The advice I always give for coming up with names is to try some clever things with language.  You called the world 'Arkane', or wanted to call it something similar, but that makes it too obvious what you were going for.  However, there's no reason you have to give up that link: just hide it better.  I do this kind of thing with character names all the time, but here's an example of what I mean.

Okay, so the word is 'arcane'.  Let's go to the internet and find a translation for that in some random language: translate.google.com
Hmmm... how about Basque.  Looks like Google says it's 'urrutira', which sounds pretty cool, but we don't want to just use the word.  'Tira' probably sounds sort of like 'terra' meaning 'earth', which is good, so maybe we could flip it around and get 'Terurru'.  Now you've got a fantasy name that you can tell people comes from 'terra' and the Basque word for 'arcane'.  If you don't like the sound of it, pick another language and try again.

It's a fun game to play, and you can come up with some more creative things this way than just by sticking random letters together, so maybe give it a try.  Do be wary of accent marks, though; you want your names to be pronounceable to general audiences.


----------



## Harbinger (Jul 7, 2013)

Kinda found myself doing that, seemed to flow the easiest in coming up with names. My main race are yout typical wolf anthro's, wanted to point out how they still hold strongly hold on to their predatory nature. They were carnivorous canines, so i mixed together various parts of carnivore and canine with something that tied it up. Ended up with Carnarian. I was "happy" with about 6 different versions before deciding on that. Just picking what sounded better.

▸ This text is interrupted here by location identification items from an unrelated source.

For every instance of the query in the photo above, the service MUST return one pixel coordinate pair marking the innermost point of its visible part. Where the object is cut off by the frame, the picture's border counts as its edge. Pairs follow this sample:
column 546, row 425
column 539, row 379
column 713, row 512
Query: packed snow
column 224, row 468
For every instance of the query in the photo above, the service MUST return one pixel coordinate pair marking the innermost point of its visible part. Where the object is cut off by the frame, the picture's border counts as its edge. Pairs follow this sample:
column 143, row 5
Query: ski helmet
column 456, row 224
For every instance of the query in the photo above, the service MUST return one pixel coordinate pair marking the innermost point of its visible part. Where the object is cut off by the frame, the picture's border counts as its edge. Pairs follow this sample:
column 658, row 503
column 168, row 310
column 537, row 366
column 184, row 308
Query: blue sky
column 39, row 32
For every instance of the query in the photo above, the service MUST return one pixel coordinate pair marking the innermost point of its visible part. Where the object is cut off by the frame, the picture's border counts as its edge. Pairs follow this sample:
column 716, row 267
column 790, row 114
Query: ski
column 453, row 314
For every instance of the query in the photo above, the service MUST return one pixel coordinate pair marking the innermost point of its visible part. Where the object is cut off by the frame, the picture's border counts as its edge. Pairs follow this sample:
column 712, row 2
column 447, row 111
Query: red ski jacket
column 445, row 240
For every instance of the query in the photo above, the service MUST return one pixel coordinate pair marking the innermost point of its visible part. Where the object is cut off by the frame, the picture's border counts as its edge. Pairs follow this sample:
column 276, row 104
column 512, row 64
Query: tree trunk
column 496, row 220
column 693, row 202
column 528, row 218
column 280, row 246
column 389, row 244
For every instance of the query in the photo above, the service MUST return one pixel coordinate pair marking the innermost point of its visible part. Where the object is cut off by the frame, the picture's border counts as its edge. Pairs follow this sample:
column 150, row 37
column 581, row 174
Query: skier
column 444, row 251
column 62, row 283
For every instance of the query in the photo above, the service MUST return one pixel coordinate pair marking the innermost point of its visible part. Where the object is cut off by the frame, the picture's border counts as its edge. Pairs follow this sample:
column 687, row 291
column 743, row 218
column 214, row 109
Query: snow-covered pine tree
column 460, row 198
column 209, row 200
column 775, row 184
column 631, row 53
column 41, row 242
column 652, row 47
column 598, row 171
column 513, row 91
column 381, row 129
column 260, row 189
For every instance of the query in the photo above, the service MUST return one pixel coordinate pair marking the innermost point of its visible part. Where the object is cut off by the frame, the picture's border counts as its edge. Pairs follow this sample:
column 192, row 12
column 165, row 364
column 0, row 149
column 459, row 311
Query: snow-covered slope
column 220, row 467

What about Archeran or Arkeran for example?


----------



## Miniver (Jul 8, 2013)

Interesting advice, thank you guys.

ADDING:  Odd question, but when creating your world/characters by just posting ideas and summaries and nothing really official or completed yet is that better for journals or scraps?
In my journals I've been posting the ideas and very brief mini-bios, but I'm wondering if I should move them to scraps.


----------